Juan Ignacio de la Fuente, director del CEP CEU Andalucía: “Concebimos la FP como un proceso único de profesionalización del alumnado, siendo la puerta de entrada más directa a la empleabilidad”

SEVILLA (2021.09.01) “La formación profesional representa no sólo un formato y plan educativo esencial para la profesionalización del alumnado que lo cursa, sino que además es una magnífica manera de reciclarse como profesionales que llevan años en un sector y quieren dar el salto a otro diferente, del que siempre han querido formar parte”, afirma Juan Ignacio de la Fuente, director del Centro de Estudios Profesionales CEU.

Esta vía formativa se consolida como una de las preferidas por los jóvenes para preparase de cara a su incorporación al mundo laboral. Por ello, el CEP CEU renueva cada año su oferta formativa, buscando dar respuesta al mercado profesional, que necesita personas polivalentes, con capacidad para anticiparse a los retos del futuro, que sepan trabajar en equipo y cuenten con una base académica excelente.

De esta forma, desde CEU Andalucía, se concibe la FP “como un proceso único de profesionalización del alumnado, siendo la puerta de entrada más directa a la empleabilidad y la interacción con el sector productivo. Todas las iniciativas que se generan en el centro, la planificación de nuevos títulos, la conformación de la plantilla docente y los acuerdos con colaboradores externos -empresas y profesionales- están dirigidas a conseguir la máxima respuesta a las necesidades de técnicas de las empresas, así como a estar preparados para los nuevos sectores y nichos de empleabilidad a corto, medio y largo plazo”, indica el director.

En definitiva, se pretende que el perfil profesional no sólo incluya la preparación técnica prevista -y superarla en todo momento-, sino también trabajar en las denominadas “soft skills”, “que al final, son las que en el día a día hacen que nuestros alumnos destaquen sobre el resto de los aspirantes a los puestos profesionales en demanda. Para ello, la convicción y el esfuerzo que desde la institución se aplica a crear no sólo grandes profesionales, sino también grandes personas, está dentro de la misión que por ideario diferencia a nuestra Fundación de otros centros educativos”, recalca Juan Ignacio de la Fuente.
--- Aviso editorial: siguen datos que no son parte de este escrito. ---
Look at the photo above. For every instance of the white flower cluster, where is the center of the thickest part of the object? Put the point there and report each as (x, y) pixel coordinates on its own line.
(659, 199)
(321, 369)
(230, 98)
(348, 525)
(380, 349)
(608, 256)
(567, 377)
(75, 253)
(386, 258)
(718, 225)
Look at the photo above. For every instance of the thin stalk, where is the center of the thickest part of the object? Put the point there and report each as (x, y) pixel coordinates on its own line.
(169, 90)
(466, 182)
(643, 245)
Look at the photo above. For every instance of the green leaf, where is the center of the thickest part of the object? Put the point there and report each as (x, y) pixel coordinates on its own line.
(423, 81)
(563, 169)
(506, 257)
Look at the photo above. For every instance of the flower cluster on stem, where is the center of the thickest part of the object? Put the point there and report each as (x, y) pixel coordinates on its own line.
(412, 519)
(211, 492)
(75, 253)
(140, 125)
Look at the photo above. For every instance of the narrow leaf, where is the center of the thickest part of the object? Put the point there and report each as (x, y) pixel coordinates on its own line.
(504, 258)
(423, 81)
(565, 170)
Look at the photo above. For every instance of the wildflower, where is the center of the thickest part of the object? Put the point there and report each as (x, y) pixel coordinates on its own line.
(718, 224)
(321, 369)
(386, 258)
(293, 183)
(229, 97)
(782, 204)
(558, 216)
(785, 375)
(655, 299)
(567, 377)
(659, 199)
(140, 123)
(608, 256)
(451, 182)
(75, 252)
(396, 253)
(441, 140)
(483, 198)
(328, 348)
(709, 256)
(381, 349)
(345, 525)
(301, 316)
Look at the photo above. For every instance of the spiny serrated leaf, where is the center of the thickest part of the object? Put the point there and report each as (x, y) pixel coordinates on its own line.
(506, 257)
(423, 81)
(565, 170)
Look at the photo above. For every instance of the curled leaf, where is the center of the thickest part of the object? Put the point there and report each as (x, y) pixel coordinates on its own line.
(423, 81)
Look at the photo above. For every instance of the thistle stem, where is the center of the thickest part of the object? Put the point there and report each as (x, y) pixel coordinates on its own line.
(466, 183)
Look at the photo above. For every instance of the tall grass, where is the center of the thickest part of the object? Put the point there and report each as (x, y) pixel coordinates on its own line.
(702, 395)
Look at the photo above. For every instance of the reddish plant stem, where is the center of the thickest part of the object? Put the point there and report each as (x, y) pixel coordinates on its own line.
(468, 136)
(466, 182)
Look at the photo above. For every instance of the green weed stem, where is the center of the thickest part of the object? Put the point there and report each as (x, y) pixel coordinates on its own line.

En un mundo en constante evolución, las exigencias del mercado respecto a la FP cambian también continuamente, por lo que es importante saber adelantarse a ellas y poder dar respuesta de forma certera. “El gran reto en el futuro más próximo es generar ese equilibrio entre nueva oferta académica, nueva legislación educativa, y las necesidades reales de las empresas y de las instituciones. Por ello, destacaría las siguientes prioridades que deben estar en la agenda futura de la FP, sin ninguna duda: investigar constantemente cómo poder llevar nuestra formación al siguiente nivel, ofrecer cursos o másteres de especialización, no perder de vista nunca a la persona y su formación integral, seguir generando acuerdos de colaboración únicos y prestar atención a cuestiones tan importantes como el uso profesional de una segunda lengua”, señala.

Centrándose en el curso que comenzará próximamente, Juan Ignacio de la Fuente apunta que “solo nos planteamos el futuro como un horizonte de crecimiento y de mayor impacto de nuestro alumnado. Estamos convencidos que, como institución educativa, estamos en la obligación de llegar donde otros no pueden llegar, ofrecer lo que se necesita sin sobredimensionar la oferta ni perjudicar la empleabilidad. Esto implica invertir los recursos necesarios para que se puedan ampliar las disciplinas impartidas con la vista puesta en una tecnificación constante, realizar y apostar por una mejora continua de las instalaciones, y garantizar la participación del sector empresarial en el aula”.

Para terminar recuerda que “dentro de esa constante idea de mejora y de responder a las necesidades empresariales, la internacionalización, el aprendizaje de una segunda lengua y las FCT en el extranjero se plantean como una línea de desarrollo esencial para el futuro, que debe ser tratada con naturalidad y como parte integrante de cualquier currículum formativo que pretenda crear profesionales del siglo XXI”.